Seiko Mikami (JP) beschäftigt sich in Gestalt großer und Raum füllender Installationen seit den 1980ern mit den Verbindungen von menschlichem Körper und Informationsgesellschaft. In den 1990ern ist sie verstärkt zu interaktiven Arbeiten übergegangen, in die sie die menschliche Wahrnehmung einbezieht. Dazu zählen das 1996 im Canon ARTLAB verwirklichte eye tracking-Projekt Molecular Informatics und eine 1997 am ICC in Tokyo geschaffene Installation rund um den Hörsinn und Klänge aus dem Körperinneren. Gravicells (2004 am YCAM) beschäftigt sich mit dem Schwerkraftempfinden als sechstem menschlichen Sinn.
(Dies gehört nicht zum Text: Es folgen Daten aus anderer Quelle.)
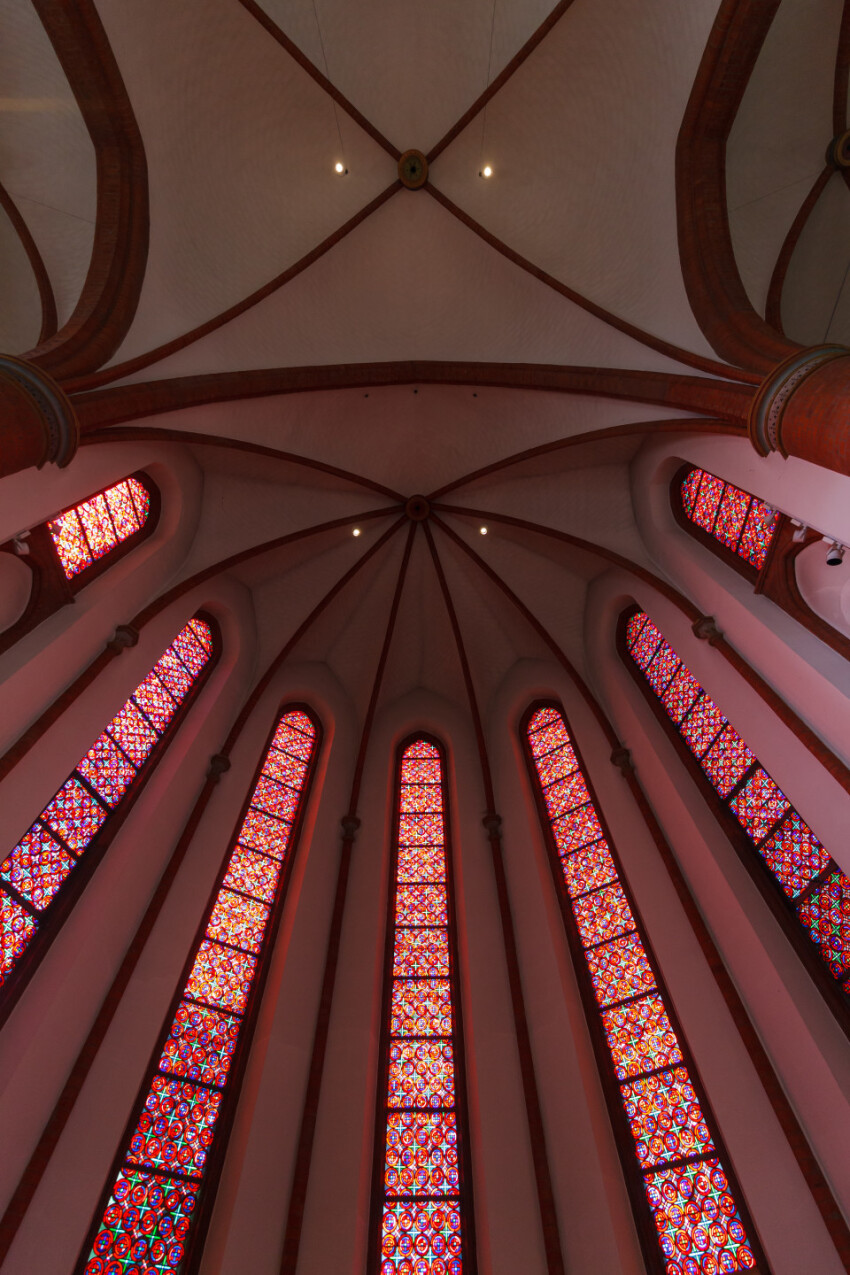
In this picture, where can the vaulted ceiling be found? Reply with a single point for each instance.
(179, 251)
Außerhalb Japans, wo die Künstlerin einen Lehrstuhl an der Tama Art University innehat, sind ihre Arbeiten vorwiegend in Europa und in den USA gezeigt worden. So beispielsweise auf Medienkunstfestivals wie DEAF (Rotterdam), der transmediale Berlin und TESLA Berlin, dem Digital Culture Festival in Großbritannien und der Ars Electronica 2005.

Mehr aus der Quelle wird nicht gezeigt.